A Plataforma de Pittsburgh (1885)
1. Reconhecemos em cada religião uma tentativa de compreender o Infinito e em cada modo, fonte ou livro de revelação, considerado sagrado em qualquer sistema religioso, a consciência da morada de Deus no homem. Sustentamos que o judaísmo representa a mais alta concepção da ideia de Deus, como se ensina em nossas Sagradas Escrituras, desenvolvida e espiritualizada pelos mestres judeus, de acordo com o progresso moral e filosófico de suas respectivas épocas. Sustentamos que o judaísmo preservou e defendeu em lutas e provas contínuas, e sob isolamento forçado, esta ideia de Deus como verdade religiosa central para a raça humana.
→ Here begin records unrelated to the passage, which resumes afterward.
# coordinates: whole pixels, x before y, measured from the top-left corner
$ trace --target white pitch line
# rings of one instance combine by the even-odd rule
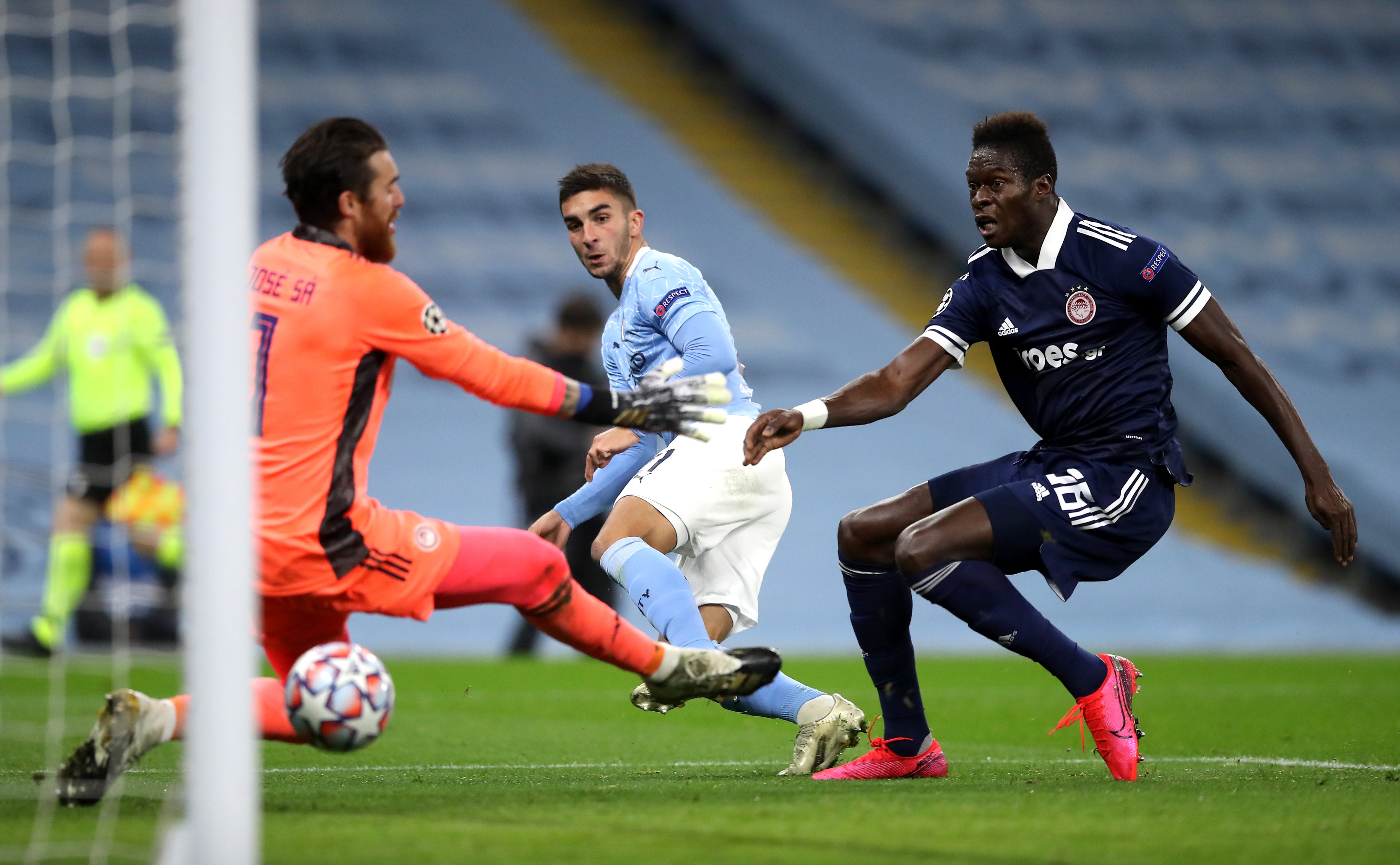
[[[1098,757],[1056,757],[1051,760],[1026,757],[984,757],[966,763],[1100,763]],[[1147,757],[1144,763],[1252,763],[1257,766],[1296,766],[1302,768],[1355,768],[1362,771],[1400,771],[1400,764],[1341,763],[1338,760],[1299,760],[1294,757]],[[707,766],[781,766],[783,760],[682,760],[675,763],[442,763],[435,766],[288,766],[263,768],[263,774],[286,773],[349,773],[349,771],[498,771],[550,768],[687,768]],[[956,767],[956,761],[953,766]],[[20,771],[20,770],[10,770]],[[129,774],[175,774],[175,768],[134,768]],[[7,773],[3,773],[7,774]],[[28,770],[25,770],[28,774]]]
[[[1014,760],[1009,757],[987,757],[983,763],[1100,763],[1095,757],[1072,757],[1057,760]],[[1362,768],[1366,771],[1400,771],[1400,766],[1376,763],[1338,763],[1337,760],[1295,760],[1292,757],[1149,757],[1144,763],[1256,763],[1260,766],[1302,766],[1305,768]]]

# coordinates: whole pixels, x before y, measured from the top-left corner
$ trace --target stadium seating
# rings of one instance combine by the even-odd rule
[[[1400,11],[1393,4],[662,0],[953,249],[970,127],[1050,125],[1075,210],[1169,245],[1298,403],[1400,571]],[[1173,339],[1187,432],[1306,521],[1267,424]]]

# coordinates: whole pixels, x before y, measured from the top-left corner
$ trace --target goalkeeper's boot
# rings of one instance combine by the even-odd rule
[[[1137,718],[1133,717],[1133,694],[1138,690],[1138,672],[1133,662],[1117,655],[1099,655],[1109,668],[1099,690],[1074,701],[1074,707],[1060,718],[1057,729],[1079,722],[1082,747],[1084,726],[1089,726],[1093,749],[1109,764],[1109,771],[1119,781],[1137,781],[1137,764],[1142,761],[1137,740],[1142,738]]]
[[[675,668],[664,679],[647,679],[647,689],[652,698],[672,705],[696,697],[746,697],[783,669],[783,656],[771,648],[668,648],[680,652]]]
[[[59,802],[95,805],[119,774],[169,739],[175,707],[129,687],[106,696],[87,742],[59,767]]]
[[[850,763],[819,771],[812,775],[813,781],[872,781],[876,778],[946,778],[948,757],[944,749],[938,747],[938,740],[932,739],[923,753],[913,757],[902,757],[890,750],[890,742],[910,742],[900,736],[896,739],[871,739],[871,749],[855,757]]]
[[[798,728],[792,763],[780,775],[809,775],[836,766],[841,753],[857,745],[861,733],[871,728],[858,705],[840,694],[832,694],[832,711]]]
[[[643,682],[637,687],[631,689],[631,704],[644,712],[661,712],[665,715],[673,708],[680,708],[685,705],[685,700],[680,703],[662,703],[651,696],[651,689]]]

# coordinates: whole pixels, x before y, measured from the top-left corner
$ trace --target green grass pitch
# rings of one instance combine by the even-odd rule
[[[1400,861],[1400,656],[1134,661],[1137,784],[1110,781],[1077,729],[1046,736],[1070,700],[1016,658],[921,659],[948,780],[823,784],[776,777],[790,725],[710,703],[643,714],[634,679],[602,663],[391,658],[398,708],[381,742],[265,746],[265,861]],[[787,669],[875,714],[858,659]],[[133,672],[153,694],[176,680],[172,661]],[[106,684],[104,662],[70,663],[66,747]],[[6,659],[0,861],[29,843],[46,687],[42,663]],[[150,855],[178,763],[167,746],[127,775],[111,861]],[[74,857],[53,861],[88,861],[97,830],[97,809],[57,809],[53,851]]]

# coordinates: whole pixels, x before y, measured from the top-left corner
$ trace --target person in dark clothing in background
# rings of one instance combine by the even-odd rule
[[[603,315],[592,297],[570,294],[559,305],[554,330],[533,336],[524,354],[594,388],[608,388],[608,377],[596,360],[602,330]],[[584,458],[594,434],[601,431],[602,428],[557,417],[511,413],[515,488],[521,495],[525,519],[521,526],[535,522],[584,483]],[[606,516],[599,514],[580,523],[564,546],[564,556],[574,579],[589,593],[616,607],[616,584],[588,551]],[[531,655],[538,641],[539,631],[521,619],[508,651],[511,655]]]

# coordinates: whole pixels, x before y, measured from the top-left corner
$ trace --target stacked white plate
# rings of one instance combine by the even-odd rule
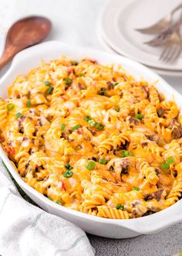
[[[181,0],[110,0],[100,17],[100,38],[107,49],[140,62],[160,74],[182,76],[182,55],[173,64],[159,60],[162,48],[143,43],[155,35],[136,31],[156,23],[180,3]]]

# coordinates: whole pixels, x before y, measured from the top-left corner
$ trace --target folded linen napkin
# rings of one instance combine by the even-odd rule
[[[94,255],[79,227],[21,197],[1,160],[0,255]]]

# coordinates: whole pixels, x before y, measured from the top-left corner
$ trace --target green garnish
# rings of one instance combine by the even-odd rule
[[[72,131],[75,131],[75,130],[79,129],[79,128],[80,128],[80,125],[77,125],[72,127]]]
[[[66,164],[65,165],[65,167],[69,169],[69,170],[71,170],[72,169],[72,166],[70,166],[69,163],[69,162],[66,162]]]
[[[7,109],[8,109],[8,111],[10,111],[13,109],[14,108],[14,104],[12,103],[8,103],[7,104]]]
[[[84,74],[82,73],[80,73],[78,74],[78,77],[84,77]]]
[[[73,61],[72,62],[72,64],[74,65],[74,66],[77,66],[78,63],[79,63],[78,61],[76,61],[76,60],[73,60]]]
[[[95,168],[96,166],[96,162],[94,161],[89,161],[88,165],[86,166],[86,169],[88,169],[88,170],[92,170]]]
[[[169,169],[170,168],[170,165],[171,163],[174,163],[175,162],[174,158],[173,156],[169,157],[165,162],[163,162],[160,168],[161,169]]]
[[[72,175],[73,175],[73,172],[72,171],[70,171],[69,169],[63,173],[63,176],[65,178],[70,178],[71,176],[72,176]]]
[[[120,108],[116,106],[116,107],[115,107],[115,110],[116,110],[116,111],[119,112],[120,110]]]
[[[57,201],[56,201],[56,203],[62,205],[62,201],[58,200]]]
[[[121,152],[121,157],[133,156],[133,154],[130,150],[123,150]]]
[[[53,90],[54,88],[52,87],[52,86],[50,86],[47,90],[46,90],[46,93],[48,94],[49,94],[51,92],[52,92],[52,90]]]
[[[49,86],[49,85],[51,84],[51,83],[49,82],[49,81],[45,81],[44,84],[45,84],[45,85],[46,85],[46,86]]]
[[[141,120],[142,118],[143,118],[143,114],[136,114],[135,116],[136,118]]]
[[[84,118],[84,120],[86,121],[89,121],[91,118],[90,118],[90,117],[89,116],[89,115],[86,115],[85,118]]]
[[[61,126],[61,130],[62,130],[62,131],[64,131],[64,130],[65,130],[65,126],[66,126],[65,124],[62,124],[62,126]]]
[[[106,90],[101,89],[101,90],[99,91],[99,95],[102,95],[102,96],[106,96]]]
[[[18,113],[16,113],[16,114],[15,114],[16,118],[19,118],[21,115],[22,115],[22,114],[20,113],[20,112],[18,112]]]
[[[100,163],[101,165],[106,165],[106,160],[104,159],[99,159],[99,163]]]
[[[117,203],[116,208],[117,210],[124,210],[124,206],[123,204],[121,204],[121,203]]]
[[[171,164],[171,163],[174,163],[175,162],[175,160],[174,160],[174,158],[173,156],[171,156],[171,157],[169,157],[166,162],[168,162],[169,164]]]
[[[132,190],[139,191],[140,189],[140,188],[134,186],[133,188],[132,188]]]
[[[96,130],[103,131],[104,128],[104,125],[102,123],[97,123],[96,126]]]
[[[96,121],[93,120],[93,119],[90,119],[90,120],[89,120],[89,121],[88,121],[88,123],[89,124],[89,125],[90,125],[91,127],[94,127],[94,126],[96,125]]]
[[[64,79],[65,84],[66,85],[71,85],[72,84],[72,80],[69,77],[66,77]]]
[[[26,103],[26,107],[27,108],[30,108],[30,106],[31,106],[31,101],[30,100],[28,100],[27,101],[27,103]]]

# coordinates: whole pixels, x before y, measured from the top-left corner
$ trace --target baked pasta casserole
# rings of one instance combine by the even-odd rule
[[[0,99],[1,144],[22,179],[106,218],[146,216],[181,198],[181,125],[154,84],[87,59],[42,62]]]

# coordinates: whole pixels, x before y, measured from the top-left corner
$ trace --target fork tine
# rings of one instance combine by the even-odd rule
[[[177,61],[177,60],[178,58],[180,58],[180,53],[181,53],[181,46],[177,45],[177,47],[176,47],[176,51],[174,52],[171,60],[170,60],[170,62],[171,63],[174,63]]]
[[[169,51],[169,46],[164,46],[160,56],[159,60],[163,61],[163,60],[166,59],[166,56],[168,54],[168,51]]]
[[[173,59],[173,56],[176,53],[177,45],[174,44],[174,45],[170,46],[169,48],[170,48],[169,51],[168,51],[168,53],[166,56],[165,60],[164,60],[166,63],[171,62],[171,60]]]

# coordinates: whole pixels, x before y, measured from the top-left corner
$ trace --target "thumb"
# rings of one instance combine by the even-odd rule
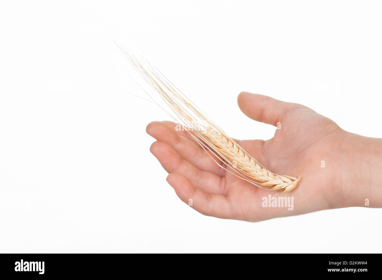
[[[284,102],[265,95],[245,91],[240,92],[238,96],[238,104],[249,118],[275,126],[288,112],[304,107],[299,104]]]

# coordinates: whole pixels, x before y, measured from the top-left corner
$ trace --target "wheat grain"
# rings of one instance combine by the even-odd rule
[[[297,185],[300,177],[278,175],[269,171],[228,136],[147,59],[143,57],[138,59],[131,50],[117,45],[137,72],[159,94],[175,115],[160,106],[145,91],[154,103],[186,128],[185,130],[205,151],[215,155],[218,160],[211,157],[220,167],[261,188],[282,191],[278,194],[290,191]]]

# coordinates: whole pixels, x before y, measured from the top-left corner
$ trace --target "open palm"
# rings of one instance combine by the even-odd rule
[[[249,117],[277,126],[266,141],[236,141],[270,171],[301,176],[296,188],[283,195],[293,197],[293,210],[263,207],[262,198],[277,191],[256,187],[227,172],[188,132],[176,131],[175,123],[151,123],[146,131],[157,141],[150,151],[170,173],[167,181],[181,199],[204,215],[250,221],[344,206],[338,178],[342,176],[341,143],[346,131],[300,104],[248,92],[241,93],[238,102]]]

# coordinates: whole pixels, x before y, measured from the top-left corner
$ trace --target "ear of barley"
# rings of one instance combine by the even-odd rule
[[[276,195],[290,191],[297,185],[300,177],[281,175],[269,171],[228,136],[146,58],[138,58],[131,50],[117,45],[135,70],[159,94],[172,113],[160,106],[145,91],[146,93],[154,103],[186,128],[185,130],[205,151],[216,156],[217,160],[209,154],[217,164],[259,188],[282,191]]]

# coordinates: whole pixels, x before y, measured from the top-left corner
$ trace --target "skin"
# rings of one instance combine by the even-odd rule
[[[301,177],[294,190],[282,196],[293,197],[293,210],[263,207],[262,197],[277,191],[262,189],[226,171],[187,131],[176,131],[175,123],[150,123],[146,131],[157,140],[150,151],[184,202],[192,199],[191,207],[204,215],[251,222],[344,207],[382,207],[382,139],[346,131],[299,104],[246,92],[239,95],[238,104],[255,121],[280,124],[266,141],[235,140],[272,172]]]

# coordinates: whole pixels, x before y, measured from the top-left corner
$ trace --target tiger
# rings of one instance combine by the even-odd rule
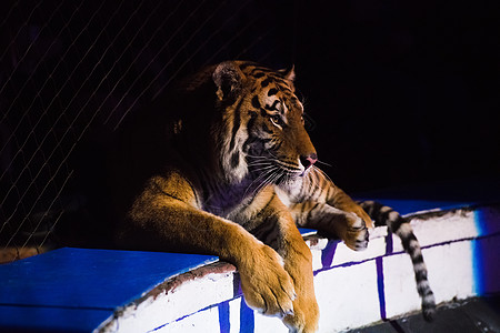
[[[312,254],[299,228],[361,251],[376,216],[406,244],[430,319],[433,294],[410,224],[389,208],[358,204],[317,167],[294,77],[293,67],[236,60],[183,80],[150,122],[161,163],[131,201],[118,244],[217,255],[237,268],[251,309],[290,332],[317,332]]]

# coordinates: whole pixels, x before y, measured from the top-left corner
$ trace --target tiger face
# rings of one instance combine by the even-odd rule
[[[218,70],[227,77],[218,78]],[[233,180],[249,176],[258,183],[291,185],[318,160],[293,77],[293,70],[273,71],[238,61],[216,69],[224,129],[230,133],[221,162]]]

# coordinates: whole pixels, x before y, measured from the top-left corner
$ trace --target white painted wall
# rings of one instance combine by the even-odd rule
[[[412,216],[414,233],[423,248],[429,282],[438,303],[467,299],[482,292],[500,292],[500,276],[478,281],[474,269],[482,259],[478,249],[500,253],[500,209],[457,210],[444,215]],[[377,258],[383,270],[387,317],[420,310],[413,270],[392,235],[393,252],[386,253],[386,228],[370,234],[367,251],[353,252],[337,243],[333,260],[322,255],[334,246],[328,240],[307,236],[317,271],[314,287],[321,311],[320,332],[359,327],[381,320]],[[313,244],[313,245],[312,245]],[[380,264],[379,263],[379,264]],[[492,264],[492,263],[490,263]],[[103,323],[103,332],[288,332],[280,320],[250,312],[238,294],[238,275],[224,270],[187,280],[176,287],[144,297]],[[490,276],[491,278],[491,276]],[[491,282],[493,281],[493,282]],[[494,282],[499,281],[499,282]],[[222,305],[221,305],[222,304]]]

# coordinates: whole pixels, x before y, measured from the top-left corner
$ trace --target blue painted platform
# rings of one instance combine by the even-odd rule
[[[357,195],[402,214],[500,202],[500,179],[460,181]],[[301,230],[308,233],[310,230]],[[210,255],[60,249],[0,265],[0,332],[91,332],[113,311]]]
[[[167,278],[217,260],[66,248],[0,265],[0,331],[91,332]]]

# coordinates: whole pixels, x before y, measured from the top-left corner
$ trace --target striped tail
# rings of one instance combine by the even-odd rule
[[[403,245],[404,251],[410,255],[413,263],[417,290],[422,300],[422,314],[427,321],[432,321],[436,314],[434,294],[427,280],[427,268],[423,262],[420,243],[417,240],[408,219],[402,218],[390,206],[374,201],[359,202],[363,210],[376,222],[376,226],[387,225],[391,232],[396,233]]]

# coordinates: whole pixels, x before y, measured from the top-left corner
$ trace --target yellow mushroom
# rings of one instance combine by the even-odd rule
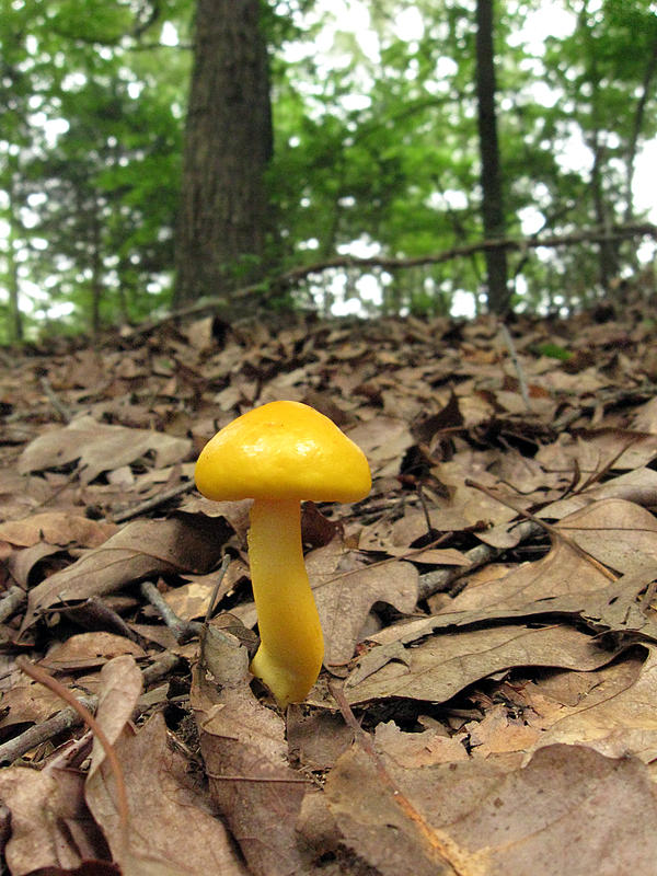
[[[302,499],[357,502],[370,491],[365,454],[309,405],[270,402],[208,441],[196,485],[210,499],[253,498],[249,562],[261,644],[251,672],[281,707],[306,699],[324,639],[301,545]]]

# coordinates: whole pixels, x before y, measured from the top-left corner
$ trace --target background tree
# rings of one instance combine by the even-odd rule
[[[613,235],[642,219],[657,16],[650,0],[555,2],[549,18],[538,0],[495,7],[502,218],[511,237]],[[216,5],[223,19],[210,0],[88,0],[84,16],[68,0],[0,0],[3,339],[46,316],[79,331],[170,307],[178,207],[178,302],[335,256],[418,258],[484,238],[475,3],[362,0],[358,26],[309,0]],[[208,89],[187,113],[195,11],[223,21],[199,27],[208,46],[234,45],[209,57],[199,39]],[[237,66],[212,72],[229,50]],[[250,136],[245,115],[262,123]],[[183,180],[185,117],[198,143],[187,138]],[[514,307],[578,307],[635,266],[636,246],[530,247],[507,264]],[[447,313],[466,297],[483,307],[485,275],[471,252],[311,274],[290,295],[326,313]]]
[[[272,158],[260,0],[197,0],[174,302],[265,276]]]
[[[493,0],[477,0],[476,97],[482,165],[482,219],[486,240],[503,239],[506,235],[495,95]],[[506,250],[502,247],[486,250],[485,256],[488,307],[495,313],[505,313],[509,304]]]

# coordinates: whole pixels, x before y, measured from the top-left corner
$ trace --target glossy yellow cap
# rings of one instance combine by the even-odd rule
[[[300,402],[270,402],[229,423],[204,447],[195,477],[216,502],[358,502],[371,487],[360,448]]]

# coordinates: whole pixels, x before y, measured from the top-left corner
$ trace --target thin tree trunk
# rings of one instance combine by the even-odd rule
[[[261,279],[272,157],[260,0],[198,0],[176,232],[174,303]]]
[[[495,112],[493,0],[476,3],[476,94],[482,163],[482,219],[487,240],[505,237],[502,169]],[[507,257],[502,247],[486,251],[488,310],[504,314],[509,306]]]
[[[21,284],[19,279],[19,262],[16,258],[16,231],[18,208],[13,192],[13,184],[9,188],[9,210],[8,223],[9,234],[7,235],[7,286],[9,292],[10,312],[10,341],[23,339],[23,314],[21,313]]]

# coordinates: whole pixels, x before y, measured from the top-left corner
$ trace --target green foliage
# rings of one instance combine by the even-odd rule
[[[332,9],[263,0],[272,264],[480,240],[474,4],[370,1],[369,42]],[[507,228],[561,234],[641,218],[634,165],[657,135],[654,4],[562,0],[566,26],[537,47],[522,28],[542,9],[496,3]],[[26,330],[135,321],[169,301],[193,12],[193,0],[87,0],[83,14],[73,0],[0,0],[0,341],[19,333],[16,300]],[[173,33],[178,45],[165,44]],[[633,257],[631,243],[515,255],[515,300],[586,302]],[[479,296],[483,272],[480,255],[379,272],[380,307],[448,312],[459,290]],[[341,292],[327,283],[299,297],[328,306]],[[349,275],[342,297],[371,310],[362,289]]]

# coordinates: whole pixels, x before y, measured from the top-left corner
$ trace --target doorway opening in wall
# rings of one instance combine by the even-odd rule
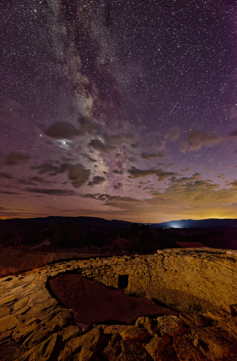
[[[128,286],[129,274],[119,274],[118,287],[119,288],[125,288]]]

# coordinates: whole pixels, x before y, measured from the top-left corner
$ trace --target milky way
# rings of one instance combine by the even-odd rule
[[[0,5],[0,217],[237,218],[237,6]]]

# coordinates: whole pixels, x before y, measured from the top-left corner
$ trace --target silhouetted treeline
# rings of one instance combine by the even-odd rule
[[[86,246],[111,254],[120,254],[122,251],[152,253],[157,249],[178,247],[176,243],[178,242],[198,242],[213,248],[237,248],[237,230],[234,228],[225,231],[208,229],[206,233],[204,229],[200,229],[200,234],[192,235],[190,229],[154,229],[137,223],[106,220],[100,223],[99,218],[95,219],[94,223],[91,218],[83,223],[81,219],[77,222],[65,217],[66,221],[64,222],[64,217],[58,218],[59,221],[54,219],[51,223],[49,219],[40,224],[18,220],[14,227],[10,222],[0,224],[0,243],[7,247],[20,243],[33,245],[48,239],[55,248]],[[75,218],[76,221],[78,218]]]

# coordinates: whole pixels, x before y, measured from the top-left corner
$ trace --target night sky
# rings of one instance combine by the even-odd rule
[[[0,217],[237,218],[237,3],[5,0]]]

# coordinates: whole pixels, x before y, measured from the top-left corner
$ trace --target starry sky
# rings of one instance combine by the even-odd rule
[[[5,0],[0,218],[237,218],[237,3]]]

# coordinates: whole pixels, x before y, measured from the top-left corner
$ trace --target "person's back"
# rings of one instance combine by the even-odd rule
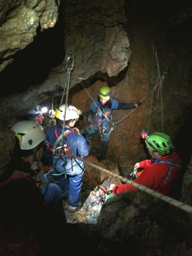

2. Reconhecemos na Bíblia a ata da consagração do povo judeu para sua missão como sacerdote do Deus único e a valorizamos como o instrumento mais potente de formação religiosa e moral. Consideramos que as descobertas modernas das pesquisas científicas para o domínio da natureza e da história não são antagônicos às doutrinas do judaísmo; a Bíblia reflete as primitivas ideias de sua época, às vezes acolhendo sua concepção de providência divina e justiça e fala dos seres humanos em seus relatos milagrosos.
3. Reconhecemos na legislação mosaica um sistema para formar o povo judeu para sua missão durante sua vida nacional na Palestina, hoje aceitamos como vinculante apenas as suas leis morais e mantemos só aquelas cerimônias que elevam e santificam nossas vidas, mas rejeitamos todas aquelas que não se adaptam aos critérios e hábitos da civilização moderna.
4. Afirmamos que todas essas leis mosaicas e rabínicas que regulam a dieta, a pureza sacerdotal e a vestimenta se originaram em épocas e sob a influência de ideias completamente estranhas a nosso estado mental e espiritual atual. Não são capazes de impressionar os judeus de hoje com o espírito de santidade sacerdotal; sua observância em nossos dias dificulta a elevação espiritual moderna.
5. Reconhecemos, na era moderna da cultura universal do coração e do intelecto, a proximidade da realização da grande esperança messiânica de Israel, para o estabelecimento do reino da verdade, da justiça e da paz entre todos os homens. Já não nos consideramos uma nação, mas uma comunidade religiosa e, por isso, não esperamos o retorno à Palestina nem o culto do sacrifício sob os filhos de Aarão, nem a restauração de nenhuma das leis relativas ao estado judeu.
6. Reconhecemos no judaísmo uma religião progressista, tentado estar de acordo com os postulados da razão. Estamos convencidos da necessidade absoluta de preservar a identidade histórica de nosso grande passado. Apreciamos a missão providencial do cristianismo e do islã, sendo religiões filhas do judaísmo, para ajudar na difusão da verdade monoteísta e moral. Reconhecemos que o espírito da humanidade de nosso tempo é nosso aliado no cumprimento de nossa missão e, por isso, estendemos uma mão amiga a todos os que colaboram conosco no estabelecimento do reino da verdade e da justiça entre os homens.
7. Reafirmamos a doutrina do judaísmo de que a alma é imortal, baseada na crença na natureza divina do espírito humano, que encontra eternamente a felicidade na justiça e a miséria na maldade. Rejeitamos como ideias não enraizadas no judaísmo, as crenças tanto na ressurreição do corpo e na Geena e no Éden (inferno e paraíso) como morada do castigo e recompensa eternos.
8. Em plena conformidade com o espírito da legislação mosaica, que se esforça em regular as relações entre ricos e pobres, acreditamos que é nosso dever participar da grande tarefa dos tempos modernos, resolver, de acordo com a justiça, os problemas apresentados pelos contrastes e pelos males da organização atual da sociedade.
Adaptado da tradução ao espanhol publicada em “Vivir como judío – Historia, Religión y Cultura” do Rabino Dr. Rifat Sonsino, págs. 263 a 268.